Devo dire che io vivo bene a Moltrasio e credo che tutti vivano bene prescindendo delle posizioni politiche diverse. Vivo bene perchè il nostro è un paese tranquillo, dotato di molti servizi e che mantiene l'orgoglio delle proprie tradizioni e associazioni pur nella graduale trasformazione che è sotto gli occhi di tutti.
E' necessario discutere e anche criticare, ma non si puo ignorare le numerosissime trasformazioni e modificazioni che ha subito il nostro Paese sotto la cura dei suoi Amministratori. Sono a Moltrasio da 38 anni e sotto una apparente e rassicurante continuità ho visto il paese mutare continuamente la sua rete di servizi e infrastrutture: la strada Tosnacco-Casarico, le case di edilizia popolare di Tosnacco, frutto di Piano Regolatore, il depuratore, il campo sportivo, l'Asilo nido, poi diventato consortile a Cernobbio, le trasformazioni alla Scuola materna ed elementare con la creazione di una mensa attrezzata e condotta da personale della scuola Materna, il rifacimento esterno e in profondità di moltissimi tratti della nostra rete di strade e stradine, la Biblioteca Civica che ritengo una vera cifra distintiva di Moltrasio, centro di diffusione della cultura e di aggregazione sociale, efficiente e dotata di un patrimonio librario immenso, attraverso il prestito interbibliotecario; l'arredo urbano e il rifacimento di piazze, il  restauro di edicole religiose, della Chiesa  di S. Agata, della Sede della Società Canottieri, la trasformazione della zona a lago con la rinascita dell'hotel Imperiale e tutte le opere connesse, il rifacimento della Villa Passalaqua, interventi realizzati dai Privati ma resi possibili da atti Amministrativi di adeguamento delle normative. Mi fermo qui ma sicuramente dimentico anche interventi importanti.

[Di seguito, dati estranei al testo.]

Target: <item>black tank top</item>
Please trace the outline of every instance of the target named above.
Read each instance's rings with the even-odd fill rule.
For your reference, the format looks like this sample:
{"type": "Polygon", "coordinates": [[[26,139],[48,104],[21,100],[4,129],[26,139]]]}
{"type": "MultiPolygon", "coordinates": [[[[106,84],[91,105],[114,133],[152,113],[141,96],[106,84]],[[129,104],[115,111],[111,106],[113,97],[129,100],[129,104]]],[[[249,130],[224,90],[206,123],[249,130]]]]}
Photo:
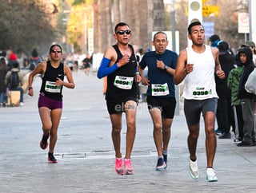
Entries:
{"type": "MultiPolygon", "coordinates": [[[[126,100],[136,100],[137,96],[137,84],[135,82],[135,72],[137,68],[137,61],[134,54],[134,50],[131,45],[128,45],[132,50],[132,54],[130,57],[128,64],[118,69],[115,72],[107,76],[107,89],[106,93],[106,100],[113,102],[122,102],[126,100]],[[130,89],[124,89],[118,88],[114,85],[117,81],[117,77],[133,77],[132,86],[130,89]]],[[[114,49],[118,53],[118,59],[116,63],[122,57],[118,46],[117,45],[113,45],[114,49]]],[[[128,84],[124,81],[122,84],[128,84]]]]}
{"type": "Polygon", "coordinates": [[[50,61],[47,61],[46,70],[42,77],[40,93],[57,100],[62,100],[63,86],[57,86],[57,77],[64,80],[64,65],[61,62],[58,68],[54,68],[50,61]]]}

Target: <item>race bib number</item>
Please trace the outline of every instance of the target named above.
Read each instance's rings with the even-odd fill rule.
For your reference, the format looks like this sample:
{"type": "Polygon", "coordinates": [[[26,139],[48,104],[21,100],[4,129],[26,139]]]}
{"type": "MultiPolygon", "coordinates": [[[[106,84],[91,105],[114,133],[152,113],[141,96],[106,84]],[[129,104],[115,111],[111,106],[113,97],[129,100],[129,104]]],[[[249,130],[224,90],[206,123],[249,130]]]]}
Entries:
{"type": "Polygon", "coordinates": [[[204,87],[195,87],[192,89],[192,94],[196,98],[206,98],[212,94],[211,89],[204,87]]]}
{"type": "Polygon", "coordinates": [[[133,86],[134,77],[126,77],[122,76],[116,76],[114,85],[122,89],[129,90],[133,86]]]}
{"type": "Polygon", "coordinates": [[[61,86],[56,85],[56,82],[46,81],[45,90],[49,93],[61,93],[61,86]]]}
{"type": "Polygon", "coordinates": [[[152,84],[152,96],[166,96],[169,94],[167,83],[163,85],[152,84]]]}

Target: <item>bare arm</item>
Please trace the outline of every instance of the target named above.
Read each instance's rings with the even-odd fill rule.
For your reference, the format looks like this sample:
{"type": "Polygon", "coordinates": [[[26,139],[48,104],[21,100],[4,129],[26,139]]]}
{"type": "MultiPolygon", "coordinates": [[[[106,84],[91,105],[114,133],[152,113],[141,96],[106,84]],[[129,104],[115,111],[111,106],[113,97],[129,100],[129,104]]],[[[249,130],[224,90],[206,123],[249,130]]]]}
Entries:
{"type": "Polygon", "coordinates": [[[211,52],[214,55],[214,61],[215,61],[215,73],[220,79],[225,78],[225,73],[222,69],[222,66],[219,63],[218,60],[218,49],[216,48],[211,48],[211,52]]]}
{"type": "Polygon", "coordinates": [[[32,89],[32,83],[33,83],[33,80],[34,80],[34,77],[35,75],[37,75],[38,73],[41,73],[43,74],[46,71],[46,61],[42,61],[41,63],[39,63],[37,67],[30,73],[30,76],[29,76],[29,93],[28,94],[31,96],[34,96],[34,91],[32,89]]]}

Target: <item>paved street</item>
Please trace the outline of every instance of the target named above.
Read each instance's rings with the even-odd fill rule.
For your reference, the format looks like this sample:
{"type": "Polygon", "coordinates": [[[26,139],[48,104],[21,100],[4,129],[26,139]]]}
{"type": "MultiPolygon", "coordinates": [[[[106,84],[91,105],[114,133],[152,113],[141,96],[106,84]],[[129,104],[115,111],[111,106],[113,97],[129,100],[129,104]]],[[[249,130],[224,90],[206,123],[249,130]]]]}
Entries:
{"type": "MultiPolygon", "coordinates": [[[[115,174],[111,126],[102,94],[102,80],[95,74],[74,73],[74,89],[63,89],[63,113],[55,148],[57,164],[48,163],[42,137],[37,101],[41,83],[34,80],[34,97],[23,107],[0,108],[0,192],[255,192],[256,147],[237,147],[218,140],[214,168],[218,182],[206,179],[203,122],[198,144],[198,179],[188,172],[187,128],[182,101],[174,117],[168,167],[155,171],[157,154],[146,104],[140,103],[132,153],[133,175],[115,174]]],[[[125,154],[123,116],[122,149],[125,154]]]]}

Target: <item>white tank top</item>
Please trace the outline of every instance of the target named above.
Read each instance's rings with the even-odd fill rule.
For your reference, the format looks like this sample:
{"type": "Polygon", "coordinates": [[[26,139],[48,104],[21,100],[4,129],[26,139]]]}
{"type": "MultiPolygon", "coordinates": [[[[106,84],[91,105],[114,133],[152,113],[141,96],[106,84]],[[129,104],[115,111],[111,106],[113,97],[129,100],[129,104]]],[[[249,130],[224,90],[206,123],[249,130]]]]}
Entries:
{"type": "Polygon", "coordinates": [[[185,99],[205,100],[217,97],[214,80],[215,61],[210,47],[205,45],[203,53],[196,53],[192,45],[187,47],[187,64],[194,64],[193,71],[185,77],[182,97],[185,99]]]}

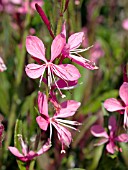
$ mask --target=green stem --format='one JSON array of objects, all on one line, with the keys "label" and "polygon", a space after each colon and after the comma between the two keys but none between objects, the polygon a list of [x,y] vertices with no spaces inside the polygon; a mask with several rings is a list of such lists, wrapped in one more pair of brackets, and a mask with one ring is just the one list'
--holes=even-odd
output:
[{"label": "green stem", "polygon": [[[28,13],[26,16],[26,22],[25,22],[25,28],[28,27],[30,23],[30,14]],[[17,101],[19,99],[18,96],[18,88],[22,80],[22,73],[24,68],[24,60],[25,60],[25,39],[26,35],[28,34],[28,29],[25,30],[22,40],[22,52],[20,53],[20,60],[18,60],[18,66],[17,66],[17,77],[15,78],[15,93],[12,97],[12,105],[11,105],[11,111],[9,114],[9,121],[8,121],[8,127],[7,127],[7,134],[6,134],[6,141],[5,141],[5,151],[4,151],[4,161],[7,160],[8,152],[7,148],[10,145],[12,133],[13,133],[13,127],[16,120],[16,110],[17,110]]]}]

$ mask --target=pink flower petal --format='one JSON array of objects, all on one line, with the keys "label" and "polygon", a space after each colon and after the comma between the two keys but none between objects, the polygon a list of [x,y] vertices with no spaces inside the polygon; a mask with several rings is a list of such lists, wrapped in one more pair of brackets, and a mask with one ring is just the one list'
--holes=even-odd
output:
[{"label": "pink flower petal", "polygon": [[58,55],[60,55],[65,43],[66,43],[66,39],[63,34],[59,34],[55,37],[51,45],[50,62],[52,62]]},{"label": "pink flower petal", "polygon": [[45,115],[46,117],[49,117],[47,97],[40,91],[38,92],[38,108],[41,114]]},{"label": "pink flower petal", "polygon": [[118,142],[128,142],[128,134],[123,133],[116,137],[115,140]]},{"label": "pink flower petal", "polygon": [[111,117],[109,118],[109,122],[108,122],[108,129],[109,129],[111,132],[114,133],[115,130],[116,130],[116,128],[117,128],[116,119],[115,119],[114,116],[111,116]]},{"label": "pink flower petal", "polygon": [[128,30],[128,18],[124,19],[123,22],[122,22],[122,27],[125,29],[125,30]]},{"label": "pink flower petal", "polygon": [[104,107],[109,112],[124,110],[124,107],[122,106],[122,104],[115,98],[110,98],[110,99],[105,100]]},{"label": "pink flower petal", "polygon": [[51,147],[51,141],[48,140],[48,142],[46,142],[41,149],[37,152],[38,155],[42,155],[44,152],[46,152],[47,150],[49,150],[49,148]]},{"label": "pink flower petal", "polygon": [[98,67],[95,65],[94,62],[87,60],[83,57],[79,57],[79,56],[70,54],[68,56],[68,58],[70,58],[73,62],[75,62],[75,63],[77,63],[77,64],[81,65],[82,67],[87,68],[89,70],[98,69]]},{"label": "pink flower petal", "polygon": [[65,36],[65,38],[66,38],[66,22],[64,22],[63,23],[63,25],[62,25],[62,31],[61,31],[61,33]]},{"label": "pink flower petal", "polygon": [[45,58],[45,47],[43,42],[36,36],[27,36],[26,48],[33,57],[47,62]]},{"label": "pink flower petal", "polygon": [[3,72],[7,69],[6,65],[4,64],[3,59],[0,57],[0,72]]},{"label": "pink flower petal", "polygon": [[44,118],[41,117],[41,116],[38,116],[38,117],[36,118],[36,121],[37,121],[39,127],[40,127],[42,130],[44,130],[44,131],[47,130],[48,124],[49,124],[48,120],[44,119]]},{"label": "pink flower petal", "polygon": [[107,145],[106,145],[106,150],[111,153],[111,154],[114,154],[115,152],[115,144],[113,142],[109,142]]},{"label": "pink flower petal", "polygon": [[73,116],[77,109],[80,107],[81,103],[76,102],[74,100],[68,100],[61,103],[61,109],[59,113],[57,113],[54,117],[55,118],[65,118],[69,116]]},{"label": "pink flower petal", "polygon": [[26,74],[32,79],[39,78],[43,76],[45,71],[45,66],[38,64],[28,64],[25,68]]},{"label": "pink flower petal", "polygon": [[75,81],[80,78],[78,69],[71,64],[60,64],[53,66],[53,72],[61,79]]},{"label": "pink flower petal", "polygon": [[68,39],[68,44],[70,45],[70,50],[74,50],[78,48],[82,41],[83,41],[84,33],[78,32],[75,34],[72,34]]},{"label": "pink flower petal", "polygon": [[108,139],[103,138],[103,139],[99,140],[98,143],[95,143],[94,146],[100,146],[100,145],[103,145],[106,142],[108,142]]},{"label": "pink flower petal", "polygon": [[69,147],[71,141],[72,141],[72,135],[71,133],[63,126],[53,123],[53,126],[57,130],[57,135],[62,144],[65,144],[67,147]]},{"label": "pink flower petal", "polygon": [[15,155],[16,157],[24,157],[19,151],[18,151],[18,149],[16,148],[16,147],[11,147],[11,146],[9,146],[8,147],[8,149],[10,150],[10,152],[13,154],[13,155]]},{"label": "pink flower petal", "polygon": [[64,80],[59,79],[56,83],[57,83],[57,85],[59,86],[60,89],[69,90],[69,89],[75,88],[77,86],[78,81],[75,80],[75,81],[65,82]]},{"label": "pink flower petal", "polygon": [[128,127],[128,107],[125,108],[124,112],[124,128]]},{"label": "pink flower petal", "polygon": [[104,130],[103,127],[101,127],[100,125],[94,125],[91,127],[91,133],[92,135],[94,135],[95,137],[105,137],[108,138],[108,134],[107,132]]},{"label": "pink flower petal", "polygon": [[120,87],[119,94],[121,99],[128,105],[128,83],[124,82]]}]

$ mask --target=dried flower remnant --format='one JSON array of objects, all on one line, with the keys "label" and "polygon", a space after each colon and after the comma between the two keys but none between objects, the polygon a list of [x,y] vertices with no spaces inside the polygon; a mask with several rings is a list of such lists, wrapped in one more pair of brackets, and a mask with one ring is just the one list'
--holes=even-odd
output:
[{"label": "dried flower remnant", "polygon": [[26,48],[29,54],[33,56],[36,61],[42,60],[44,64],[28,64],[26,66],[26,74],[33,79],[40,77],[40,84],[42,82],[44,72],[47,69],[47,82],[48,87],[51,88],[51,84],[56,84],[55,76],[65,81],[75,81],[80,77],[78,69],[71,64],[59,64],[56,65],[53,61],[61,54],[64,46],[64,37],[59,34],[55,37],[51,45],[51,59],[47,61],[45,58],[45,47],[43,42],[36,36],[28,36],[26,39]]},{"label": "dried flower remnant", "polygon": [[18,159],[20,159],[23,162],[31,161],[33,158],[45,153],[51,147],[51,142],[50,140],[48,140],[48,142],[46,142],[41,147],[41,149],[39,149],[39,151],[37,152],[34,152],[32,150],[28,151],[28,146],[24,143],[22,135],[19,135],[19,140],[21,142],[22,153],[20,153],[16,147],[9,146],[8,149],[13,155],[15,155]]},{"label": "dried flower remnant", "polygon": [[123,22],[122,22],[122,27],[125,29],[125,30],[128,30],[128,18],[124,19]]},{"label": "dried flower remnant", "polygon": [[128,127],[128,83],[124,82],[119,89],[120,100],[109,98],[105,100],[104,107],[109,112],[119,112],[124,114],[124,128]]},{"label": "dried flower remnant", "polygon": [[101,137],[98,143],[95,146],[100,146],[102,144],[107,143],[106,150],[110,154],[114,154],[115,151],[122,152],[121,148],[118,148],[116,142],[128,142],[128,134],[120,134],[119,136],[116,135],[117,130],[117,123],[114,116],[109,118],[108,123],[109,134],[105,131],[105,129],[100,125],[94,125],[91,128],[91,133],[95,137]]},{"label": "dried flower remnant", "polygon": [[4,132],[4,126],[2,123],[0,123],[0,147],[2,146],[3,132]]},{"label": "dried flower remnant", "polygon": [[7,69],[6,65],[4,64],[3,59],[0,57],[0,72],[3,72]]},{"label": "dried flower remnant", "polygon": [[[76,102],[74,100],[68,100],[61,104],[54,105],[56,113],[53,117],[49,117],[48,115],[48,102],[46,95],[39,92],[38,93],[38,107],[40,116],[36,118],[36,121],[39,125],[39,127],[46,131],[48,126],[50,125],[50,139],[52,138],[52,126],[57,131],[58,139],[60,140],[62,144],[62,150],[61,153],[65,153],[64,145],[69,147],[71,141],[72,141],[72,135],[69,132],[69,130],[65,127],[78,130],[74,125],[81,125],[81,123],[77,121],[71,121],[71,120],[65,120],[63,118],[67,118],[70,116],[73,116],[77,109],[80,107],[80,103]],[[65,126],[65,127],[64,127]]]}]

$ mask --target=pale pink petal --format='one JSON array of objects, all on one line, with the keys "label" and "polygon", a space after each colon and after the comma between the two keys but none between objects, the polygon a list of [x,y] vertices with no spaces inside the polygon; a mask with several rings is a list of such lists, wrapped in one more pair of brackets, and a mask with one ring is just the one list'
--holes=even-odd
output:
[{"label": "pale pink petal", "polygon": [[57,123],[52,123],[53,126],[57,130],[57,135],[62,144],[65,144],[67,147],[69,147],[71,141],[72,141],[72,135],[71,133],[63,126],[57,124]]},{"label": "pale pink petal", "polygon": [[68,44],[70,45],[70,50],[74,50],[78,48],[82,41],[83,41],[84,33],[78,32],[75,34],[72,34],[68,39]]},{"label": "pale pink petal", "polygon": [[62,25],[62,31],[61,31],[61,33],[65,36],[65,38],[66,38],[66,22],[64,22],[63,23],[63,25]]},{"label": "pale pink petal", "polygon": [[32,159],[33,159],[34,157],[36,157],[36,156],[38,156],[38,154],[35,153],[34,151],[29,151],[29,152],[28,152],[28,155],[27,155],[27,157],[28,157],[29,160],[32,160]]},{"label": "pale pink petal", "polygon": [[28,77],[36,79],[43,76],[45,68],[46,67],[43,65],[28,64],[25,68],[25,71]]},{"label": "pale pink petal", "polygon": [[128,83],[124,82],[120,87],[119,94],[121,99],[128,105]]},{"label": "pale pink petal", "polygon": [[107,145],[106,145],[106,150],[111,153],[111,154],[114,154],[115,152],[115,144],[113,142],[109,142]]},{"label": "pale pink petal", "polygon": [[80,78],[78,69],[71,64],[53,65],[52,71],[61,79],[75,81]]},{"label": "pale pink petal", "polygon": [[0,57],[0,72],[3,72],[7,69],[6,65],[4,64],[3,59]]},{"label": "pale pink petal", "polygon": [[125,128],[128,127],[128,107],[125,108],[125,112],[124,112],[124,127]]},{"label": "pale pink petal", "polygon": [[59,34],[55,37],[51,45],[50,62],[52,62],[58,55],[60,55],[65,43],[66,43],[66,39],[63,34]]},{"label": "pale pink petal", "polygon": [[39,127],[40,127],[42,130],[44,130],[44,131],[47,130],[48,125],[49,125],[48,120],[44,119],[44,118],[41,117],[41,116],[38,116],[38,117],[36,118],[36,121],[37,121]]},{"label": "pale pink petal", "polygon": [[94,146],[100,146],[100,145],[105,144],[106,142],[108,142],[108,139],[103,138],[103,139],[99,140],[98,143],[95,143]]},{"label": "pale pink petal", "polygon": [[47,97],[40,91],[38,92],[38,108],[41,114],[45,115],[46,117],[49,117]]},{"label": "pale pink petal", "polygon": [[128,142],[128,134],[121,134],[115,138],[116,141],[118,142]]},{"label": "pale pink petal", "polygon": [[20,5],[22,0],[10,0],[13,4]]},{"label": "pale pink petal", "polygon": [[42,148],[37,152],[38,155],[42,155],[44,152],[49,150],[51,147],[51,141],[48,139],[48,142],[46,142]]},{"label": "pale pink petal", "polygon": [[69,89],[75,88],[78,84],[78,81],[75,80],[75,81],[65,82],[64,80],[59,79],[56,83],[57,83],[57,85],[59,86],[60,89],[69,90]]},{"label": "pale pink petal", "polygon": [[61,109],[58,113],[55,114],[55,118],[66,118],[73,116],[77,109],[80,107],[81,103],[76,102],[75,100],[68,100],[61,103]]},{"label": "pale pink petal", "polygon": [[12,146],[9,146],[8,149],[10,150],[10,152],[15,155],[16,157],[24,157],[24,155],[22,155],[18,149],[16,147],[12,147]]},{"label": "pale pink petal", "polygon": [[114,116],[110,116],[109,118],[109,122],[108,122],[108,129],[111,131],[111,132],[115,132],[117,128],[117,125],[116,125],[116,119]]},{"label": "pale pink petal", "polygon": [[122,22],[122,27],[125,29],[125,30],[128,30],[128,18],[124,19],[123,22]]},{"label": "pale pink petal", "polygon": [[100,125],[94,125],[91,127],[91,133],[95,137],[105,137],[108,138],[107,132]]},{"label": "pale pink petal", "polygon": [[26,48],[33,57],[47,62],[45,58],[45,47],[43,42],[36,36],[27,36]]},{"label": "pale pink petal", "polygon": [[122,104],[115,98],[110,98],[110,99],[105,100],[104,107],[109,112],[124,110],[124,107],[122,106]]},{"label": "pale pink petal", "polygon": [[80,66],[87,68],[89,70],[98,69],[98,67],[95,65],[94,62],[87,60],[83,57],[70,54],[68,56],[68,58],[70,58],[73,62],[75,62],[75,63],[79,64]]}]

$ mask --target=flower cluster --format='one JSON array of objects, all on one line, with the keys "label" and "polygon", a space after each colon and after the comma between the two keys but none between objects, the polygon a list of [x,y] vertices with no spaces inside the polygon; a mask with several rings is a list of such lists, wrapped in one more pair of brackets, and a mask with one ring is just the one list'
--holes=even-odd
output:
[{"label": "flower cluster", "polygon": [[[64,98],[66,96],[61,92],[62,89],[68,90],[77,86],[78,79],[81,75],[79,70],[73,64],[70,64],[71,61],[89,70],[98,68],[94,62],[85,59],[79,54],[90,48],[79,49],[84,39],[83,32],[72,34],[66,42],[66,23],[64,22],[60,34],[55,37],[49,27],[49,21],[44,12],[42,12],[40,6],[37,4],[36,8],[39,14],[42,14],[41,17],[46,23],[53,38],[51,44],[51,57],[49,60],[47,59],[45,46],[38,37],[27,36],[27,52],[37,63],[28,64],[25,68],[25,72],[27,76],[32,79],[40,79],[40,90],[38,92],[39,116],[37,116],[36,122],[43,131],[47,131],[49,127],[50,134],[48,142],[43,146],[41,151],[29,151],[27,145],[23,142],[22,137],[19,139],[22,146],[22,153],[20,153],[16,147],[9,147],[12,154],[24,162],[32,160],[34,157],[43,154],[50,148],[53,128],[56,130],[58,139],[62,145],[61,153],[65,153],[65,146],[69,147],[72,141],[72,134],[68,129],[70,128],[79,131],[77,126],[81,125],[81,123],[77,121],[66,120],[65,118],[73,116],[81,103],[75,100],[66,100],[60,103],[57,99],[58,97],[55,90],[58,89],[60,96]],[[64,64],[63,60],[65,58],[69,58],[70,63]],[[45,83],[47,93],[45,91],[41,92],[42,83]],[[53,106],[54,114],[49,111],[49,104]]]},{"label": "flower cluster", "polygon": [[[117,100],[115,98],[109,98],[105,100],[104,107],[109,112],[119,112],[120,114],[124,114],[124,128],[126,129],[128,127],[128,83],[124,82],[120,89],[119,89],[119,95],[121,100]],[[102,145],[104,143],[108,143],[106,146],[106,150],[114,154],[115,151],[122,151],[121,148],[118,148],[115,144],[115,142],[128,142],[128,134],[120,134],[117,136],[117,124],[116,119],[114,116],[111,116],[109,118],[108,123],[108,129],[110,131],[109,135],[106,133],[104,128],[102,128],[100,125],[94,125],[91,128],[91,133],[95,137],[102,137],[102,139],[95,144],[96,146]]]}]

Non posso però non citare la vera e propria rivoluzione dei servizi Comunali: mi riferisco ai servizi sanitari, sociali, culturali, amministrativi per gli anziani e per la scuola che rendono Moltrasio un paese di assoluta avanguardia nel contesto provinciale; penso alla organizzazione sanitaria alla quale orgogliosamente ho contribuito personalmente, all'assistenza domiciliare agli anziani e disabili, a tutti gli interventi in difesa dei più deboli arrivando l'Amministrazione Comunale perfino a prendere direttamente in affido tre bambini per consentire che una intera famiglia in grave difficoltà non si sfaciasse. Ma anche qui mi voglio fermare per non annoiare troppo e non sembrare troppo entusiasta.
Credo che però sia necessario sottolineare un clima sociale e culturale diffuso nel Paese che anche le Amministrazioni Comunali via via susseguitesi hanno contribuito a creare e che ha consentito alle Associazioni di crescere e di migliorarsi continuamente, certamente per merito loro ma sicuramente trovando uno stimolo nel clima di apertura e di concordia presente nel nostro paese.
Concludendo il mio lungo e sicuramente carente ragionamento, mi sembra di ritenere che  Moltrasio sia stato nel complesso ben amministrato e ben guidato per mantenere una rotta di cambiamenti e di rispetto dell'esistente, cercando però di governare i cambiamenti in base a programmi sempre mantenuti sui quali c'era stato un consenso elettorale della popolazione. Naturalmente c'è ancora strada de fare e miglioramenti da conseguire, anche ascoltando i suggerimenti che vengono dalle Persone.
L'ascolto è una delle virtù piu difficili da coltivare.
Vorrei tanto che tu potessi continuare in serenità il tuo cammino amministrativo, nel confronto, nella tolleranza e con la fiducia nel futuro.
Spero soprattutto che si possa mantenere quello sguardo aperto, tollerante e non astioso che ha contaddistinto il modo di amministrare di tutti questi ultimi 30 anni, in grande continuità.